To kick off Senior Reflections, students paraded around the gym to show off their outfits for a costume contest.

Judges voted Brown’s Christopher Robin overall shorts and Piglet in his front pocket to win the boys’ category. Classmate Reece Dexter dressed up as Strawberry Shortcake to place first in the girls’ category. In couples and groups, Sarah Watkins and Maddie Larkins won top honors for their matching outfits and plush unicorn friends.
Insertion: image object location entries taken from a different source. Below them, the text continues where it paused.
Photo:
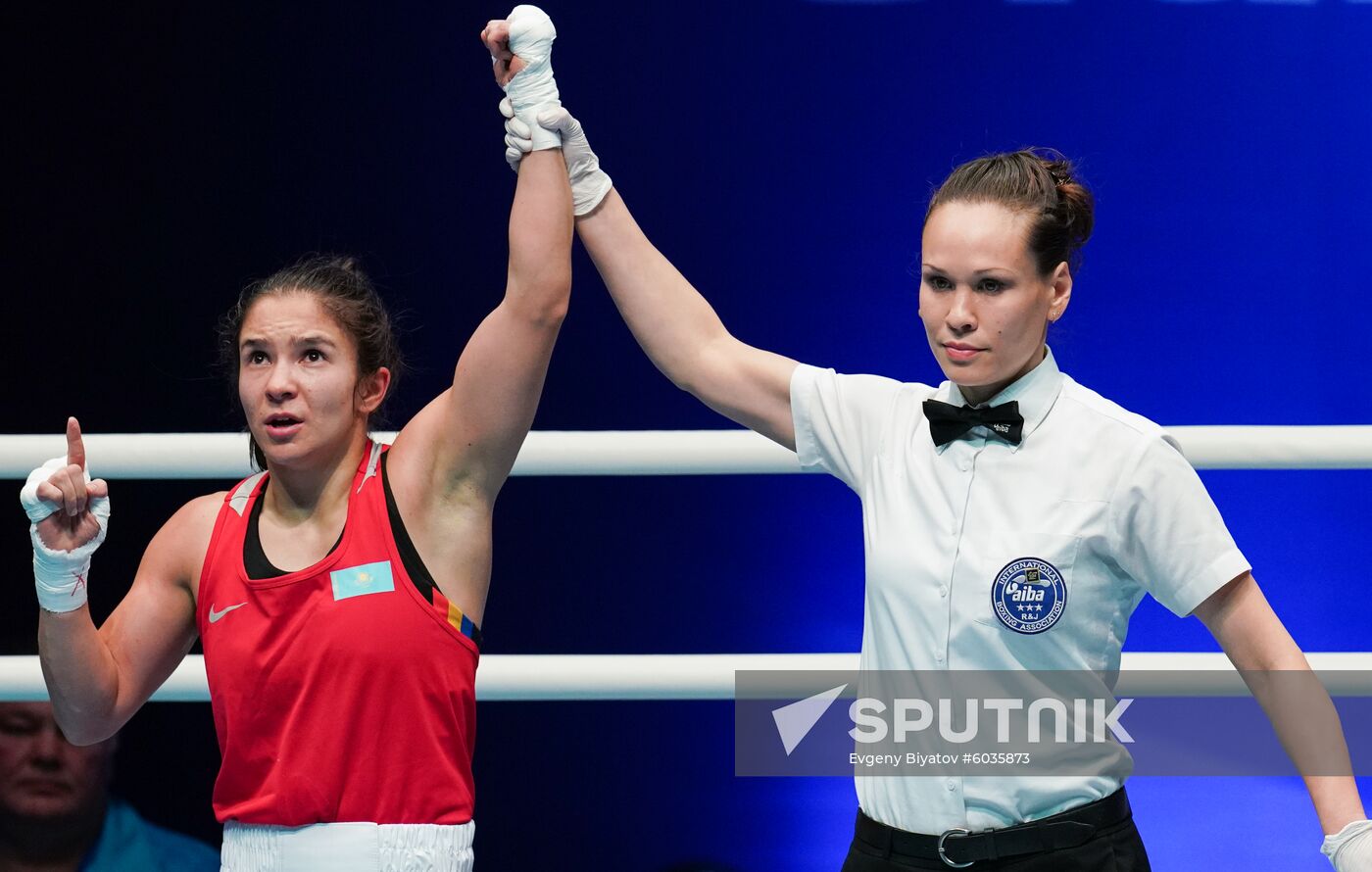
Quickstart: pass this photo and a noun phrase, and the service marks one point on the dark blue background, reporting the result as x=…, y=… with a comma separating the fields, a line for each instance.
x=781, y=154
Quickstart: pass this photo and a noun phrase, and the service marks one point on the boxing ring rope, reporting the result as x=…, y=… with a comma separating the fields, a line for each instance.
x=667, y=453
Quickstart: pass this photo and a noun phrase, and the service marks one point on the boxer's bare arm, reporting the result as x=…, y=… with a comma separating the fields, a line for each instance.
x=99, y=677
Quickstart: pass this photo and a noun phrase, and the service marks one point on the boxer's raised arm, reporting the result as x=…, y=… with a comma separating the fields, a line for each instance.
x=98, y=679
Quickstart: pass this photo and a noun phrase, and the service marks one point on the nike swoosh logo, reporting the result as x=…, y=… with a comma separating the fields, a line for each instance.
x=216, y=616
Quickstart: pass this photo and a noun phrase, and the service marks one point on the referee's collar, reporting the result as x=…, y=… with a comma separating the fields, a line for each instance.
x=1036, y=391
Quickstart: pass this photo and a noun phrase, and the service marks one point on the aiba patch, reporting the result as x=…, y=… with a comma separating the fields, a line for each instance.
x=1029, y=596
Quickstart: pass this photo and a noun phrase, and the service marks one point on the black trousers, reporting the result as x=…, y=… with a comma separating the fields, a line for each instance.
x=1111, y=848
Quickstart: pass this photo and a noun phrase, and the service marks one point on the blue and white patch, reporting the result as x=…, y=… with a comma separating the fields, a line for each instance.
x=1029, y=596
x=363, y=580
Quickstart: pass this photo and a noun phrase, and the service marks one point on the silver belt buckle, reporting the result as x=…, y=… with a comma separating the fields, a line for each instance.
x=957, y=833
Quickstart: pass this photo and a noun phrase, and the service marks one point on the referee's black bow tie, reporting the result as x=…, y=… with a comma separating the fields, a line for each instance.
x=949, y=421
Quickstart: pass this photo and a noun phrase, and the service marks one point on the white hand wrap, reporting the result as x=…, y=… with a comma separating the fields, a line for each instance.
x=61, y=576
x=534, y=91
x=1350, y=848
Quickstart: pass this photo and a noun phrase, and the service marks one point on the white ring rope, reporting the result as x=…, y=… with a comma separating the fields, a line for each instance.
x=665, y=453
x=539, y=677
x=659, y=453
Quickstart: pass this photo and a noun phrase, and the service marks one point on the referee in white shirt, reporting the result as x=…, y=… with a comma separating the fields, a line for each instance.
x=1008, y=463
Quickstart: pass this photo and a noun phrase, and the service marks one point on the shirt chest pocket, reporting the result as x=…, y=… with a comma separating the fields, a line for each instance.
x=1018, y=582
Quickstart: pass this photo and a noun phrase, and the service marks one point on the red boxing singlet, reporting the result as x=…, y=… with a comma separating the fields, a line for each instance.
x=340, y=693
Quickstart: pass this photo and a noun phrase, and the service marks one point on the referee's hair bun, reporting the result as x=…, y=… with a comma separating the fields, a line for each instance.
x=1039, y=181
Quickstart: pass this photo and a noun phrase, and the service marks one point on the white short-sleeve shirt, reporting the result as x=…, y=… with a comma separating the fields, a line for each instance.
x=1095, y=493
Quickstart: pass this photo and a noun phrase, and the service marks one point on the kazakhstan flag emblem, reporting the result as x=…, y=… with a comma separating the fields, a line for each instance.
x=361, y=580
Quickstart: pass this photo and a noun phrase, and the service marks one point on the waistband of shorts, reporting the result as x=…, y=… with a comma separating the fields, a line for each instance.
x=353, y=847
x=959, y=848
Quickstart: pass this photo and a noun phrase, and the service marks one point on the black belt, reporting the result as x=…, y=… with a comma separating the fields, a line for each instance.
x=959, y=848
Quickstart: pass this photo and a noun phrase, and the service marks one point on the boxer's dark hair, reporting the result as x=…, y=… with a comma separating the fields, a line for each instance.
x=1039, y=181
x=347, y=294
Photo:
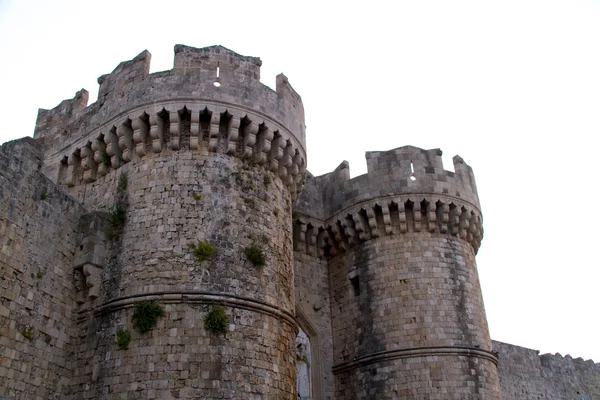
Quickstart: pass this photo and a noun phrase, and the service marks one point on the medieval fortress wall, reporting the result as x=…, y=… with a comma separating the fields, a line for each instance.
x=378, y=271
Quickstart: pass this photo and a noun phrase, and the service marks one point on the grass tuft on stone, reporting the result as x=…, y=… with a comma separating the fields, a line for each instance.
x=145, y=315
x=204, y=251
x=216, y=320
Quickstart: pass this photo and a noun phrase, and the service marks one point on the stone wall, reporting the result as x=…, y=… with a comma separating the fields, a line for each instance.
x=408, y=321
x=313, y=312
x=524, y=374
x=38, y=236
x=176, y=199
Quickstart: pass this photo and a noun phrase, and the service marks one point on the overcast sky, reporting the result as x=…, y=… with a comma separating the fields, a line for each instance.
x=511, y=86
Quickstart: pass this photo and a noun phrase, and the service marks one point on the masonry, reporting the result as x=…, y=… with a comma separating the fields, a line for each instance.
x=187, y=189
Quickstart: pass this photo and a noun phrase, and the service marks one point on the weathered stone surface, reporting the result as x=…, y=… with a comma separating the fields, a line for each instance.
x=104, y=208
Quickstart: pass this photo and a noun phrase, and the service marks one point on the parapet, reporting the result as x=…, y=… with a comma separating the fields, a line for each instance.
x=404, y=190
x=208, y=91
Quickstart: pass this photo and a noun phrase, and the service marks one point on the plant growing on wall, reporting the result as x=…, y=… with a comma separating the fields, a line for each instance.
x=123, y=338
x=145, y=315
x=256, y=255
x=204, y=251
x=27, y=333
x=216, y=320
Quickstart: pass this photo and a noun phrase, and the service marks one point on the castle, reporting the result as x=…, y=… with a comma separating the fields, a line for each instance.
x=187, y=191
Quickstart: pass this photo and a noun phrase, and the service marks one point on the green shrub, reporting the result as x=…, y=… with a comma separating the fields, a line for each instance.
x=267, y=180
x=145, y=314
x=27, y=333
x=123, y=338
x=216, y=320
x=204, y=251
x=256, y=255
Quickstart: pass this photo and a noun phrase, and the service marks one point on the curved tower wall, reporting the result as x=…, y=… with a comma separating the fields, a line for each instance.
x=407, y=313
x=203, y=163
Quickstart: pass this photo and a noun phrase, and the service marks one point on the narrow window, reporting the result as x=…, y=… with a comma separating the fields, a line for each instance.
x=355, y=285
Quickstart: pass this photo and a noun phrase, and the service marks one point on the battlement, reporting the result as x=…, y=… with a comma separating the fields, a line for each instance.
x=212, y=100
x=404, y=190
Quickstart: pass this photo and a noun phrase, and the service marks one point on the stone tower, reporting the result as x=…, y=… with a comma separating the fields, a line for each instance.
x=367, y=288
x=211, y=155
x=406, y=310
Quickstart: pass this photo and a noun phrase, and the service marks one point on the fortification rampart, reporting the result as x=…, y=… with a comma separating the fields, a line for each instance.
x=404, y=190
x=525, y=374
x=38, y=232
x=400, y=242
x=138, y=113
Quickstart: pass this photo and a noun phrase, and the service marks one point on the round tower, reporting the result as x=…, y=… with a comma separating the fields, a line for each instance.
x=189, y=175
x=407, y=313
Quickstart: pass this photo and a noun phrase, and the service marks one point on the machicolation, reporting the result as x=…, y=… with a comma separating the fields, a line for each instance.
x=168, y=242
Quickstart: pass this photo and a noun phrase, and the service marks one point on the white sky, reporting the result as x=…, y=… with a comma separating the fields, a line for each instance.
x=511, y=86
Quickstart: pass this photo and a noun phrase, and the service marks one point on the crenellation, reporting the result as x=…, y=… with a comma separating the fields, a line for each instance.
x=368, y=286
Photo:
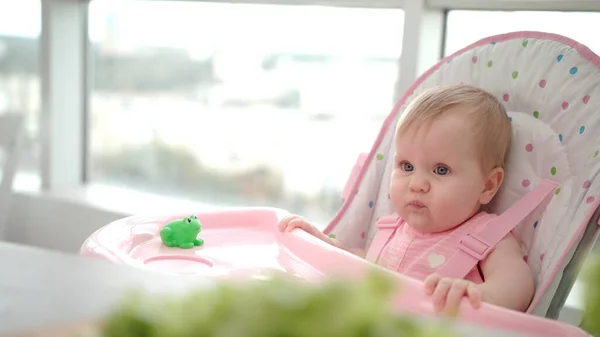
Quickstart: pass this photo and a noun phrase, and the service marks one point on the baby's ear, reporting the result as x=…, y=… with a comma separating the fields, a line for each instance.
x=493, y=182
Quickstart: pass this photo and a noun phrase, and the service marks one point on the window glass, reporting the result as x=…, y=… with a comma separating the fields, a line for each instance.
x=239, y=104
x=20, y=24
x=461, y=31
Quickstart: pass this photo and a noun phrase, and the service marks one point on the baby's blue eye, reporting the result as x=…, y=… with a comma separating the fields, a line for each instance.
x=441, y=170
x=407, y=167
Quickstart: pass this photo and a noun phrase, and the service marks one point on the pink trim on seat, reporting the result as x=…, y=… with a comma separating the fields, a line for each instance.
x=354, y=176
x=386, y=226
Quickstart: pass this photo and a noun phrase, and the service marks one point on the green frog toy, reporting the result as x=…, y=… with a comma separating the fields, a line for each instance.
x=182, y=233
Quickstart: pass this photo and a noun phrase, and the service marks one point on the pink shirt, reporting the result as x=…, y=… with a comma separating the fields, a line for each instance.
x=418, y=255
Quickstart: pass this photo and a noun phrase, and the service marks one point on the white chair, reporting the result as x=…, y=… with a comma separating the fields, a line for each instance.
x=10, y=132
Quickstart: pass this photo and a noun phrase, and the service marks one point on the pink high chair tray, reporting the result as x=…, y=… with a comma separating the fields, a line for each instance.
x=238, y=242
x=245, y=243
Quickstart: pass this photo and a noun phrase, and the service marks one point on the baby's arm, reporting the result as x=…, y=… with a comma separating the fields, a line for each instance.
x=291, y=222
x=508, y=279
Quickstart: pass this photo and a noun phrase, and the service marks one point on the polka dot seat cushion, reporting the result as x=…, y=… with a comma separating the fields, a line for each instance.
x=551, y=87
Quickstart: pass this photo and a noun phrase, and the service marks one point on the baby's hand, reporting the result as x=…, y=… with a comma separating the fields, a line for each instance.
x=448, y=293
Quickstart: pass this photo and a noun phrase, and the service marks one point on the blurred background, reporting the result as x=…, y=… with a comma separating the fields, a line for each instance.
x=221, y=103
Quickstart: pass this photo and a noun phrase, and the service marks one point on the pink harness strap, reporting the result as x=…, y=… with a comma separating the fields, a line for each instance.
x=386, y=226
x=475, y=247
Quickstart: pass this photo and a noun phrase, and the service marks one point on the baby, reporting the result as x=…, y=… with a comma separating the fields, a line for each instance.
x=451, y=144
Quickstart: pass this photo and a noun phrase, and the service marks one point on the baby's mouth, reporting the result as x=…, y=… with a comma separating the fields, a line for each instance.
x=415, y=204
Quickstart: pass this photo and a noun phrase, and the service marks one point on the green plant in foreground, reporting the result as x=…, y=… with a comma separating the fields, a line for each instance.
x=278, y=307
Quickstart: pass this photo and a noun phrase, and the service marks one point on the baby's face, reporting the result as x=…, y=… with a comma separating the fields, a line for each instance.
x=437, y=182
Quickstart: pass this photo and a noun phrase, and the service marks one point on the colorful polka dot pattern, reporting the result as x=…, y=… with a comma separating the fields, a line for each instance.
x=548, y=93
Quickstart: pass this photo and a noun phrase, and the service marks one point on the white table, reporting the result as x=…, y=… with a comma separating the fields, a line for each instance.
x=40, y=287
x=44, y=288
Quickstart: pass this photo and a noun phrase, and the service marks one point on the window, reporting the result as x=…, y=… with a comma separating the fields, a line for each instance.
x=20, y=26
x=460, y=23
x=239, y=104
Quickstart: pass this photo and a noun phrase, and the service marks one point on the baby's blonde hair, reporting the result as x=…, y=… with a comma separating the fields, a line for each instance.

“We’ve had such a rough senior year, so I feel like this is the one day out of the year that we can actually do something fun,” Brown said. “All of us get to dress up. We get to act like kids. We get to play games.”

In another highlight of the day, the senior athletes gathered in the center of the gym with the dance team to perform to “Always Remember You.”

Despite the challenges of COVID, the Class of 2021 and their teachers also gave back to the community by raising $1,500 for the Rotary Club of Hopkinsville’s benefit the Hopkinsville Rotary Scholars Endowment.

The Rotary program gives high school graduates from CCHS, Hopkinsville High School, Heritage Christian Academy or University Heights Academy an opportunity to attend Hopkinsville Community College for free.

To mark the end of their fundraising efforts, student body president Ashanti Banks smashed a whipped cream pie into Boehman’s face.

“We’re raising money for Rotary, so it’s a good thing,” the principal said. “It’s all in good fun.”

Gieseke said she is happy the Class of 2021 experienced Senior Reflections and plan to enjoy an in-person prom and graduation ceremony this spring. The last day of school is currently set for May 21.

“It’s bittersweet, but I’m so happy for them,” she said. “I tell them I don’t want them to stay in high school forever. I want them to go on and be successful and have careers and have all the things they want in life.”